Fig 4. CRISPR/Cas9-mediated depletion of SMAD3 protein in primary NHLFs and HBECs.

(A) SMAD3 genomic editing in NHLFs and HBECs following co-TD with Cas9 and SMAD3_v39 gRNA AdV. Primary NHLFs (left) and HBECs (right) were co-transduced with Cas9 and either SMAD3 or control gRNA AdV at total MOI 30 (Cas9:gRNA ratio 1:2) after which genomic DNA was analyzed for the presence of indels at DIV 12 by SURVEYOR^® assay as described earlier. Indel frequencies are shown below each lane and were determined by densitometry of the full-length and cleaved PCR fragments. 39: gRNA targeting SMAD3; C1: gRNA targeting control sequence; SA Ctrl: SURVEYOR® assay control. (B) AdV CRISPR/Cas9-mediated SMAD3 protein KD in NHLFs and HBECs. Cells were harvested at DIV 12 for protein analysis by immunoblotting. A total of 35 μg or 28 μg protein per lane was loaded for the NHLFs and HBECs, respectively. Immunoblots were stained with the indicated primary antibodies. (C) Quantification of SMAD3 protein levels in NHLFs and HBECs treated with Cas9 and SMAD3-targeting AdV. SMAD3 protein expression was quantified by densitometry of the bands shown in panel B. Expression is blotted relative to the control (co-TD with Cas9 and control gRNA C1). Data points are from biological duplicates (n = 2) and error bars represent standard deviation.

Fig 5. Application of CRISPR/Cas9 to human primary cell phenotypic assays.

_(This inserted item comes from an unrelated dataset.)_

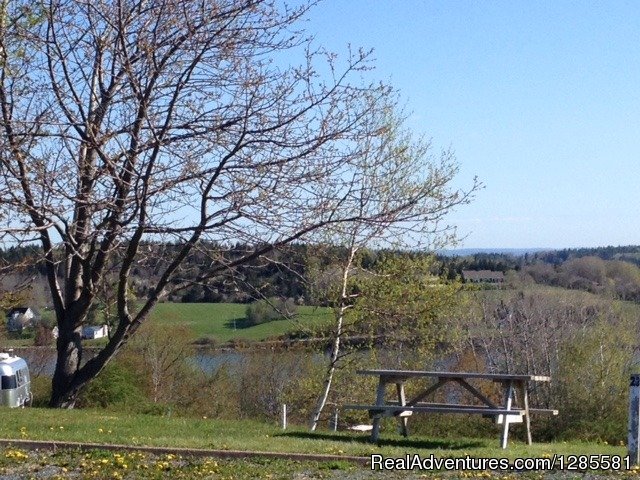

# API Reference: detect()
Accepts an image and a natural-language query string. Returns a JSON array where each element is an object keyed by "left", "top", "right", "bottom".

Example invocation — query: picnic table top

(A) Overview of the FMT assay with indicated time points of treatment in days. Upregulation of markers specific for myofibroblasts is indicated with upward arrows. At the end of the assay HCA is performed on ACTA2 and SMAD3. (B-D) FMT phenotypic assay with HCA on ACTA2 and SMAD3. Primary NHLFs were co-transduced at DIV 1 with Cas9 and either SMAD3, ACTA2 or control gRNA AdV at total MOI 30 (Cas9:gRNA ratio 1:2), followed by addition of TGF-β1 at DIV 6. Cells were fixed for immunofluorescent labelling of SMAD3 and ACTA2 followed by HCA at DIV 9. Graphs are representing HCA quantification of ACTA2 and SMAD3 immunofluorescent intensities in optimized segmentation masks and are blotted relative to the control (C1). Data points are from triplicate wells (n = 3) and error bars represent standard deviation. Exemplifying images of target protein and nuclear DAPI labelling are shown. (E) Overview of the EMT assay with indicated time points of treatment in days. Change in expression of certain markers is shown, with arrows demonstrating up- or downregulation (upward and downward arrows, respectively). At the end of the assay HCA is performed on FN1 and SMAD3. (F-G) EMT phenotypic assay with HCA on FN1 and SMAD3. Primary HBECs were co-transduced at DIV 1 with Cas9 and either SMAD3 or control gRNA AdV at total MOI 12 (Cas9:gRNA ratio 1:1), followed by addition of a cocktail containing TGF-β1 and TNFα at DIV 6. Cells were fixed and stained as described in panel A, except that staining was performed for FN1 and SMAD3 in this case. Graphs are blotted relative to the control (C1). Scale bars indicate 100 μm. 39, 40, 41: gRNAs targeting SMAD3; 7, 8, 9: gRNAs targeting ACTA2; C1: gRNA targeting control sequence.